U.S. Citizenship and Immigration Services (USCIS) is continuing to implement the June 28, 2018, Policy Memorandum (PM), Updated Guidance for the Referral of Cases and Issuance of Notices to Appear (NTAs) in Cases Involving Inadmissible and Deportable Aliens (PDF, 140 KB).

USCIS may issue NTAs as described below based on denials of I-914/I-914A, Application for T Nonimmigrant Status; I-918/I-918A, Petition for U Nonimmigrant Status; I-360, Petition for Amerasian, Widow(er), or Special Immigrant (Violence Against Women Act self-petitions and Special Immigrant Juvenile Status petitions); I-730, Refugee/Asylee Relative Petitions when the beneficiary is present in the US; I-929, Petition for Qualifying Family Member of a U-1 Nonimmigrant; and I-485 Application to Register Permanent Residence or Adjust Status (with the underlying form types listed above).

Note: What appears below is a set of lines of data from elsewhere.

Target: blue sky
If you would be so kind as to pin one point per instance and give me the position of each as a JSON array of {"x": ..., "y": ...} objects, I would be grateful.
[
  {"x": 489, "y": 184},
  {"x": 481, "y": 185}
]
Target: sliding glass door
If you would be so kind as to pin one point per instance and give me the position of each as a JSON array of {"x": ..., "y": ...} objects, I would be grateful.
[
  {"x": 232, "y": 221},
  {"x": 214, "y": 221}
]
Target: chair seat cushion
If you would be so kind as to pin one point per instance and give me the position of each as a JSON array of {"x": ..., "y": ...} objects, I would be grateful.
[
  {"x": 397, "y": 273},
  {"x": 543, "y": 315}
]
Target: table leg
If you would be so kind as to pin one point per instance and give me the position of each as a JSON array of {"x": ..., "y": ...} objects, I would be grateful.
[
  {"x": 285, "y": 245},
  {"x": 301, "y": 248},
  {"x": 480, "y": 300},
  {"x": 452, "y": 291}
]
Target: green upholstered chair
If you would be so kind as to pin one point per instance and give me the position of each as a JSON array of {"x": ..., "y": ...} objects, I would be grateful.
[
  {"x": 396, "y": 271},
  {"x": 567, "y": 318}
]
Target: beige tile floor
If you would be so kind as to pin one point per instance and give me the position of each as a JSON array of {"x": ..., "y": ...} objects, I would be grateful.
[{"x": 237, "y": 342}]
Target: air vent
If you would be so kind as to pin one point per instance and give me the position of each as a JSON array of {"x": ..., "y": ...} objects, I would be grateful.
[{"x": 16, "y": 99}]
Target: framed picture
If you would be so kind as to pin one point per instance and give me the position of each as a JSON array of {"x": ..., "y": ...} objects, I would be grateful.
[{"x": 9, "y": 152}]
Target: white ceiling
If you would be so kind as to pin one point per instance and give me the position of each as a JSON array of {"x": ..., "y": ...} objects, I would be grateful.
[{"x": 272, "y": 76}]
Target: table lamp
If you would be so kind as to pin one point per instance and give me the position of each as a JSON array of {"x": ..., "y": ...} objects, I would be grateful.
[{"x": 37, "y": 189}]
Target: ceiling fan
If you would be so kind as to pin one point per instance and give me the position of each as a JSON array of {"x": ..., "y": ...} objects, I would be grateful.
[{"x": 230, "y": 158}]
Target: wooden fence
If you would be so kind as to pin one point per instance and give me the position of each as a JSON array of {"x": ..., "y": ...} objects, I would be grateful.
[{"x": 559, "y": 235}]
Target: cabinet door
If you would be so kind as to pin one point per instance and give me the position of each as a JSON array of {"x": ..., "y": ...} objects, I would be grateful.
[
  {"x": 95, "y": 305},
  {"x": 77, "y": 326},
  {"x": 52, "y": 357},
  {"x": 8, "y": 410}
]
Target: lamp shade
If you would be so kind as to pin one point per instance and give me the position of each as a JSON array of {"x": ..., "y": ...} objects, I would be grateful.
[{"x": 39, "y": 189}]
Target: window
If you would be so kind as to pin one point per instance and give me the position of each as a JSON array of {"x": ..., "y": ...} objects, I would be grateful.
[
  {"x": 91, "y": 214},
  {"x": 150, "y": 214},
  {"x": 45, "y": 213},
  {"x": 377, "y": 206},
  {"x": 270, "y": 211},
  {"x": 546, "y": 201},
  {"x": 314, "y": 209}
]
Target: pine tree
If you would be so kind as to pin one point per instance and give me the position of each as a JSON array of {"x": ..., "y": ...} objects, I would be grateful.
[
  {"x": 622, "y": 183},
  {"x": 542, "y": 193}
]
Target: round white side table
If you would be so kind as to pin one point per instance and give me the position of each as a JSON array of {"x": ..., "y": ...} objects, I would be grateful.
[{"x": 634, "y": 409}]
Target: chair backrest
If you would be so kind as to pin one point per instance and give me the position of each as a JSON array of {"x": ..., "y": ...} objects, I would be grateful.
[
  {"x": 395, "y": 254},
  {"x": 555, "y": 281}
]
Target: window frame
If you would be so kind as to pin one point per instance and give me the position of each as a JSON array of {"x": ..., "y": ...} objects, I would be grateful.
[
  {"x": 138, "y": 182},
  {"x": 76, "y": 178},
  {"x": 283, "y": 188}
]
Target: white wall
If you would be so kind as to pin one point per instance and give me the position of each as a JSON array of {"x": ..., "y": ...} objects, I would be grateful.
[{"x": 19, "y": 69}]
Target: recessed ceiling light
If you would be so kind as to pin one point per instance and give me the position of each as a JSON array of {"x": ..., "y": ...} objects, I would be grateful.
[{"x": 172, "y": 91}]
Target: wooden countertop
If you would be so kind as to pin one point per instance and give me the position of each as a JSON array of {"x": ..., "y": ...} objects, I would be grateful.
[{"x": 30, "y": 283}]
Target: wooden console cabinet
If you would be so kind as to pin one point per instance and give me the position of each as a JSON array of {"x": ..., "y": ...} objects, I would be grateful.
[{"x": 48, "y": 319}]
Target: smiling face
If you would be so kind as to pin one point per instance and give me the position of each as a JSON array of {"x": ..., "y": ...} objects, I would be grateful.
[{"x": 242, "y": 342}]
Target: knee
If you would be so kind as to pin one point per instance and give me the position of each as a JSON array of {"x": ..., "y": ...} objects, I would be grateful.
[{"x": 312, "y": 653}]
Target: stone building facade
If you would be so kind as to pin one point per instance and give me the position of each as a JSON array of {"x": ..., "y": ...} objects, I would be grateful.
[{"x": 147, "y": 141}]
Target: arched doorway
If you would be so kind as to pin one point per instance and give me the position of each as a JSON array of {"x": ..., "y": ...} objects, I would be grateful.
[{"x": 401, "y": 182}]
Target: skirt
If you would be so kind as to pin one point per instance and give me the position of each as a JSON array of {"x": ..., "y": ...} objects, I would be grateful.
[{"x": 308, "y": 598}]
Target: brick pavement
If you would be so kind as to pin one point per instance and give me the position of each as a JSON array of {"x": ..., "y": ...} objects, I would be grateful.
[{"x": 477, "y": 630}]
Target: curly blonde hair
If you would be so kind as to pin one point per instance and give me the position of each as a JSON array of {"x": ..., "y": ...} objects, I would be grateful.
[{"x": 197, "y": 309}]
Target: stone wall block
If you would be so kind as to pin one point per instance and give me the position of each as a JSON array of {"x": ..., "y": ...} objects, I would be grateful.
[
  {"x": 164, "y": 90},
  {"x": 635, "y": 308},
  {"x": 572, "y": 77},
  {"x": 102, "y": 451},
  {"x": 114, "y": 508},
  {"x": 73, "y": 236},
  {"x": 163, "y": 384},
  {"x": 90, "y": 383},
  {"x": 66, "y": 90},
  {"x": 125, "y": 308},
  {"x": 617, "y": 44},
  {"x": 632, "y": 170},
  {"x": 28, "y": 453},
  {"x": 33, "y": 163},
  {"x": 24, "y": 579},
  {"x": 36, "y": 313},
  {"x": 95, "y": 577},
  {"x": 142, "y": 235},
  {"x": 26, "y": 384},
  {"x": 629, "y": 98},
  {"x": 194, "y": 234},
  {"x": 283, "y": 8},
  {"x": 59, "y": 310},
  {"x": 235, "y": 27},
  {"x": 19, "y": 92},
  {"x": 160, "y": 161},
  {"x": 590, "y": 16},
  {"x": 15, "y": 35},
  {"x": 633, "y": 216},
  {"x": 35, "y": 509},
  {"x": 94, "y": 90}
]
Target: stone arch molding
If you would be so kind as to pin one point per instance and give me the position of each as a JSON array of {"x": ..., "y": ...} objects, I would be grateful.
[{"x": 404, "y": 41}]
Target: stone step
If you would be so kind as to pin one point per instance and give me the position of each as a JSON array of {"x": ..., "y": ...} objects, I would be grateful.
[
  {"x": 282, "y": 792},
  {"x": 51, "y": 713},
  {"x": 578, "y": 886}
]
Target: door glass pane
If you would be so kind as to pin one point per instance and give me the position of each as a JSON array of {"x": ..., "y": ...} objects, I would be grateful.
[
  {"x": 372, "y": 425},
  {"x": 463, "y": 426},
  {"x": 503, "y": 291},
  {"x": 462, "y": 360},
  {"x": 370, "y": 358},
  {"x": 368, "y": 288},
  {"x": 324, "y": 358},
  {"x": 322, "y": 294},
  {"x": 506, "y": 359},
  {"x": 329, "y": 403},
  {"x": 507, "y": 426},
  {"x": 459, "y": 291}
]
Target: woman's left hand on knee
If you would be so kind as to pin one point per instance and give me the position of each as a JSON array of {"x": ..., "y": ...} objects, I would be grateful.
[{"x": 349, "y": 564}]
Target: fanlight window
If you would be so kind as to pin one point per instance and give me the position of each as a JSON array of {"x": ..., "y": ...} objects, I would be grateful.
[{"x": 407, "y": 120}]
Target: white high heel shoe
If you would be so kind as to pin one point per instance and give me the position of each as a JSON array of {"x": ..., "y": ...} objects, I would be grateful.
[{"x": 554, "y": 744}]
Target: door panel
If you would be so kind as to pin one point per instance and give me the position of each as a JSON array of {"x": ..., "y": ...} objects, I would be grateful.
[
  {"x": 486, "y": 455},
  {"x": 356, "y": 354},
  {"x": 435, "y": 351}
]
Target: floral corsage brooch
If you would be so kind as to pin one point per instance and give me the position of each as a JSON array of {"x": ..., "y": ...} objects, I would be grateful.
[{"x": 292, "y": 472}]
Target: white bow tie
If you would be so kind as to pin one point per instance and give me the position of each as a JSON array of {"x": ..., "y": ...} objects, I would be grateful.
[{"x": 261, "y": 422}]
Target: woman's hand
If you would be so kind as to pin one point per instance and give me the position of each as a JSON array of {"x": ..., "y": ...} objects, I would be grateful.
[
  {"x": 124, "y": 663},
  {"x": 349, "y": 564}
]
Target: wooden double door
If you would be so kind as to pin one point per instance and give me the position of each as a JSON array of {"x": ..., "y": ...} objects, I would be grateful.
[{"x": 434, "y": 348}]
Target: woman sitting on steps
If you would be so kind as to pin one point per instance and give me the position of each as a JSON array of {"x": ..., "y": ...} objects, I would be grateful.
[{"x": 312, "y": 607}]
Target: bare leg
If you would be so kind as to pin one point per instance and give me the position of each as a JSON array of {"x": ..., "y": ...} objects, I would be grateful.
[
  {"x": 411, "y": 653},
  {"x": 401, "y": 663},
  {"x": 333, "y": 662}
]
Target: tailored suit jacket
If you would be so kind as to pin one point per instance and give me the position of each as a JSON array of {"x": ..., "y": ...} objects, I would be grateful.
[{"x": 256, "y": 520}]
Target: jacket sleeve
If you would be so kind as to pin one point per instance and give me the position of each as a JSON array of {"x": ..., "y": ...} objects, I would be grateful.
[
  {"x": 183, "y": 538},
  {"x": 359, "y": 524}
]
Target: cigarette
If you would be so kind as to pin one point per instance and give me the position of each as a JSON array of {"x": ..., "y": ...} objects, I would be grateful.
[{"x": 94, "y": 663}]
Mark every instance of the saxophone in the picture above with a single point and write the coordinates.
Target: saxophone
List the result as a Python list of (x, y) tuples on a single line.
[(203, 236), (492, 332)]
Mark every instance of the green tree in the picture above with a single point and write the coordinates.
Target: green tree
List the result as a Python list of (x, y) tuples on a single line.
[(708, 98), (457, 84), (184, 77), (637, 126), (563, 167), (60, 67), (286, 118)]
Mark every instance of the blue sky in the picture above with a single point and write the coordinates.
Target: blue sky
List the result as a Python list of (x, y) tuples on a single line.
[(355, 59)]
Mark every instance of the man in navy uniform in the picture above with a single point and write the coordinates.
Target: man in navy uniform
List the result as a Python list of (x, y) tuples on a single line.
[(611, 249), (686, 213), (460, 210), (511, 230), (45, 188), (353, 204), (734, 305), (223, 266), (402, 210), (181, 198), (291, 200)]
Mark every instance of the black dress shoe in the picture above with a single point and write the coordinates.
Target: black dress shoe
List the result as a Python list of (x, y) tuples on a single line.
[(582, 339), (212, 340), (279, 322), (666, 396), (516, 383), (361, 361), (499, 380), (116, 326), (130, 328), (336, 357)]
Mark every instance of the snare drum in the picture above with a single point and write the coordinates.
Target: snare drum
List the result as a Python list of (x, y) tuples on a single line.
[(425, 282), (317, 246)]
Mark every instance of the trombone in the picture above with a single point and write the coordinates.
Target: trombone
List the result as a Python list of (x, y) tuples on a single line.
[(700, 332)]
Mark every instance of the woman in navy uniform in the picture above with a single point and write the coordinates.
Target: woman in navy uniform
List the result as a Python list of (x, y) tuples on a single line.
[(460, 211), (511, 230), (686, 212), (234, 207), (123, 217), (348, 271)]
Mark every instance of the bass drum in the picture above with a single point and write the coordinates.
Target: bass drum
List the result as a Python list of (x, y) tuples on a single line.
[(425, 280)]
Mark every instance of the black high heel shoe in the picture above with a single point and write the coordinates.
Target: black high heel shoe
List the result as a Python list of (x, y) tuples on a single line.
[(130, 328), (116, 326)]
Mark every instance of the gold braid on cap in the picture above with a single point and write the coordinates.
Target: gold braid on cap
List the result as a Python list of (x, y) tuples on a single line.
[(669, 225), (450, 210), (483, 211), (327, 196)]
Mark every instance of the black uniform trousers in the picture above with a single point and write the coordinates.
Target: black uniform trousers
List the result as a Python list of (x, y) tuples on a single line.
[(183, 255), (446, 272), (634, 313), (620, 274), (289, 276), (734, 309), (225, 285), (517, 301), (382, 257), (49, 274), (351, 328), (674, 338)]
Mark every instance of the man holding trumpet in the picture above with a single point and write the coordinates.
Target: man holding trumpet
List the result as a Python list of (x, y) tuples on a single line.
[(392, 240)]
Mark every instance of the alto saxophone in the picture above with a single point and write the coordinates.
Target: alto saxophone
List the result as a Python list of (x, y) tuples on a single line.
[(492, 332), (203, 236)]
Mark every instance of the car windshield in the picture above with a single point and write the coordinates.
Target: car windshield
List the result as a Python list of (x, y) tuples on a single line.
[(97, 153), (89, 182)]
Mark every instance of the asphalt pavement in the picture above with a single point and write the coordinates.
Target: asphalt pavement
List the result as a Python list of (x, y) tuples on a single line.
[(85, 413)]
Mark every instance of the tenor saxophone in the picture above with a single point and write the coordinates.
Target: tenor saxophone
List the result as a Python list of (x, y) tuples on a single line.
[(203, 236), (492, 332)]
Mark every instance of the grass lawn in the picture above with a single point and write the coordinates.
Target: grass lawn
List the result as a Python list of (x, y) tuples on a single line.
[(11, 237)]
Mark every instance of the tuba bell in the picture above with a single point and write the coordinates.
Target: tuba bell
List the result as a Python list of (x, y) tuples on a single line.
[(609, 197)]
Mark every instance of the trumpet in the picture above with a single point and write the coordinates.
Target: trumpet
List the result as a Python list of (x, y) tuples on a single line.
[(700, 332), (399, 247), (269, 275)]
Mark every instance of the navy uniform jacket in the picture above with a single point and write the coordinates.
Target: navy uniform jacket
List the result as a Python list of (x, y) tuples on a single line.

If applicants, beneficiaries, or self-petitioners who are denied are no longer in a period of authorized stay and do not depart the United States, USCIS may issue an NTA. USCIS will continue to send denial letters for these applications and petitions to ensure adequate notice regarding period of authorized stay, checking travel compliance, or validating departure from the United States.